Littleton immediately wished he hadn't said it, because Clemons's lip quivered and tears bolted from his eyes. He tilted his head upward, eyes closed, and wept.
Littleton had seen Clemons like this before. Odd fellow, Clemons, Littleton pondered. He'd seen the man so full of life and excitement that he could hardly sit still, full of plans and hope and brightness . . . then, virtually in an instant, he would become as he was now: gloomy, tearful, depressed, and empty. Utterly hopeless. How could a man transform that way, so completely, and so suddenly? Littleton had seen this phenomenon enough times with Clemons to know that there was a good chance the man would the next morning be as hopeful as he was hopeless now, as full of cheer and life as he was of sorrow and hollowness at the moment.
“Cheer up, Clemons,” Littleton said, though he knew from experience that such banalities did nothing to change Clemons when he was in this state of mind.
“I can't cheer up.

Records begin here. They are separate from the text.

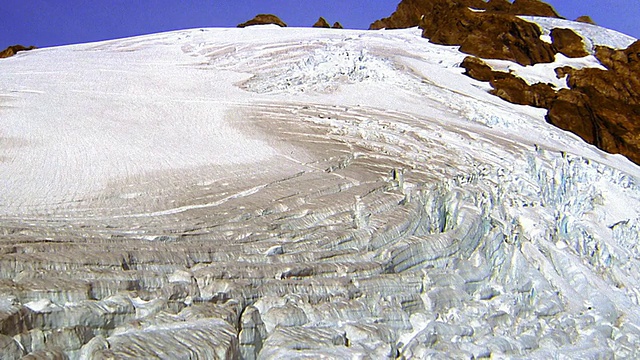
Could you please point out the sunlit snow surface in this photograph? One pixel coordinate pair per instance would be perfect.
(462, 224)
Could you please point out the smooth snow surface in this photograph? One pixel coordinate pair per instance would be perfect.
(367, 152)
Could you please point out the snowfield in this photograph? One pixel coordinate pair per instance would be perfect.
(347, 194)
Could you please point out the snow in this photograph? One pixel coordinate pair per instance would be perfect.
(147, 129)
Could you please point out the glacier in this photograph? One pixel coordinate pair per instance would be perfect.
(267, 193)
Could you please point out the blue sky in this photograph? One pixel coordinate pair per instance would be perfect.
(57, 22)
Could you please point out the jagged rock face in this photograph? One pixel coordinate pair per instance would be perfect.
(427, 220)
(263, 19)
(608, 102)
(532, 8)
(601, 106)
(12, 50)
(586, 19)
(485, 34)
(568, 43)
(508, 86)
(322, 22)
(409, 12)
(495, 34)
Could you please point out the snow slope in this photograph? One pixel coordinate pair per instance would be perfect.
(364, 155)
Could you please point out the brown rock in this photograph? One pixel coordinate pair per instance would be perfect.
(586, 19)
(263, 19)
(409, 12)
(567, 42)
(486, 35)
(501, 6)
(478, 69)
(515, 90)
(12, 50)
(533, 8)
(508, 86)
(322, 22)
(494, 34)
(601, 106)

Know why, Littleton? Know why?”
“I don't know.”
“Because of the kind of folk we are, that's why! Look at us, Littleton! What kind of men are we?”
“Bad ones, according to most. The way I see it, we're men who do what they have to do to survive. We're survivors.”
Clemons firmly shook his head. “No, no. Not us. It's good people who survive in the end. For the bad, wickedness turns around on them and bites them. It's going to bite us. It's time for it to bite us. Ain't no justice if it don't.”
“Well, maybe when it bites, it'll catch me on my wooden leg and I'll not even feel it!” Littleton laughed at his own wit, but Clemons was in no mood for humor.
“Don't laugh, Littleton. Think for a minute about what we've done. We've robbed, we've hurt people, we've even murdered. Gilly killed that man who was doing nothing more than keeping quiet and hoping we'd finally leave his home and let him be. Gilly shot him dead. And then there's Will Sikes, worst of us all. Hurting, raping little gals, just children. It's evil. We're evil. The lot of us. And it can't go on.
We
can't go on.”
“But we will go on. That's the way life is, Clemons. It goes on. If we need to change our ways, well, we can work on that.”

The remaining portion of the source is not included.